Le malade dont il parlait était assis dans le compartiment voisin. C’était un tout jeune homme, maigre et pâle, avec des lèvres bleues. Évidemment il avait pris les fièvres en travaillant dans l’eau. Nekhludov s’approcha de lui ; mais le jeune homme leva sur lui un regard à la fois si sévère et si plein de souffrance que Nekhludov, n’ayant pas le courage de le fatiguer de ses questions, engagea simplement le vieil ouvrier à acheter, pour lui, un peu de quinine. Il écrivit sur un papier le nom de ce remède. Il voulait aussi donner de l’argent ; mais l’ouvrier s’y refusa avec énergie.

— J’ai vu bien des barines, — dit-il en s’adressant à Tarass, pendant que Nekhludov avait le dos tourné, — mais un barine comme celui-là, je n’en ai pas encore vu ! Non seulement il ne cherche pas à vous tourmenter, mais il se met debout pour vous céder sa place ! Ça prouve bien, mon frère, que, des barines, aussi, il y en a de toutes les espèces !


Et Nekhludov, pendant ce temps, considérait les membres secs et musculeux de ces hommes, leurs grossiers vêtements, leurs visages fatigués ; et de toutes parts il se sentait entouré d’une humanité nouvelle, ayant des intérêts sérieux, des joies et des souffrances sérieuses.
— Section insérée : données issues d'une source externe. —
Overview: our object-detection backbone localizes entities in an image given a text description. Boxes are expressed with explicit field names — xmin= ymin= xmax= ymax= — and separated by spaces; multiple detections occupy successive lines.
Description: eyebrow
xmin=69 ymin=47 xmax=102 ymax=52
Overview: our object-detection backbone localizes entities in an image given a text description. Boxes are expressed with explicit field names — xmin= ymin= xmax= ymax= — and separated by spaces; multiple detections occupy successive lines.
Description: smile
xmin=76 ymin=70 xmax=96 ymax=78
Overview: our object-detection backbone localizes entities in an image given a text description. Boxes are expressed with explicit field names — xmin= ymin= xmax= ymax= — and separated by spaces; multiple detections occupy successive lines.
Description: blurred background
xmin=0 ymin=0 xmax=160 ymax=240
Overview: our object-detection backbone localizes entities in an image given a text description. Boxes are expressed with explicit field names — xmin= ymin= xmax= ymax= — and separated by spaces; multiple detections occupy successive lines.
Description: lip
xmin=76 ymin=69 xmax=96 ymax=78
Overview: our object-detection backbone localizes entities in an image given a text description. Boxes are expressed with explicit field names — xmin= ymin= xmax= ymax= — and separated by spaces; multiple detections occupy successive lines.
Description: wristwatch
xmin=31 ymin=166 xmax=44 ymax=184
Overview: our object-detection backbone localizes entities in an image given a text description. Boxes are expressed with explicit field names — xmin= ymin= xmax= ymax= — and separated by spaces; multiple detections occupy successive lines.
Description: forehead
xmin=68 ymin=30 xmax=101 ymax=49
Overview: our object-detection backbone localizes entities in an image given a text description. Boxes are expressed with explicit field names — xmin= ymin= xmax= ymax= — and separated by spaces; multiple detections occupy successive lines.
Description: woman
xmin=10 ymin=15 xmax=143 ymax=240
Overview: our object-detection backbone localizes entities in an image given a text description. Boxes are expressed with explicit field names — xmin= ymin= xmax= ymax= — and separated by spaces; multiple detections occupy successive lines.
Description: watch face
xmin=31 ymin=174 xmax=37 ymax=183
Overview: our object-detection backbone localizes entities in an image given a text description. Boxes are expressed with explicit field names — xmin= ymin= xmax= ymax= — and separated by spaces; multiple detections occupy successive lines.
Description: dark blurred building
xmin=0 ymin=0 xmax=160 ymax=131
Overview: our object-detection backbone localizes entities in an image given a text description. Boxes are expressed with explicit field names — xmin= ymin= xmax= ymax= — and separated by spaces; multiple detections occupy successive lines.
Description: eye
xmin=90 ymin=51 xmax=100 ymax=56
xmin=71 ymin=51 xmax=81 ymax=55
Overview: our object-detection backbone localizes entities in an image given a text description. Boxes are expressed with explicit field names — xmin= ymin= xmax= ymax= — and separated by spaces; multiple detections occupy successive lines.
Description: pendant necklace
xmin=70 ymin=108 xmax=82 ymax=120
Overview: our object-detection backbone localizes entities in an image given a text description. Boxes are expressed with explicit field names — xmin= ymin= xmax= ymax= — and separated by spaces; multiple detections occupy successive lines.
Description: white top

Il se sentait en présence d’une vraie vie humaine. — Le voici, le grand monde, le vrai grand monde ! — se disait-il, en se rappelant la phrase française du prince Korchaguine, et tout le misérable monde de ces Korchaguine, avec la vanité et la bassesse de leurs intérêts. Et, plus profondément que jamais, Nekhludov éprouvait le sentiment joyeux du voyageur qui vient de découvrir une terre nouvelle, une terre fertile en fleurs et en fruits.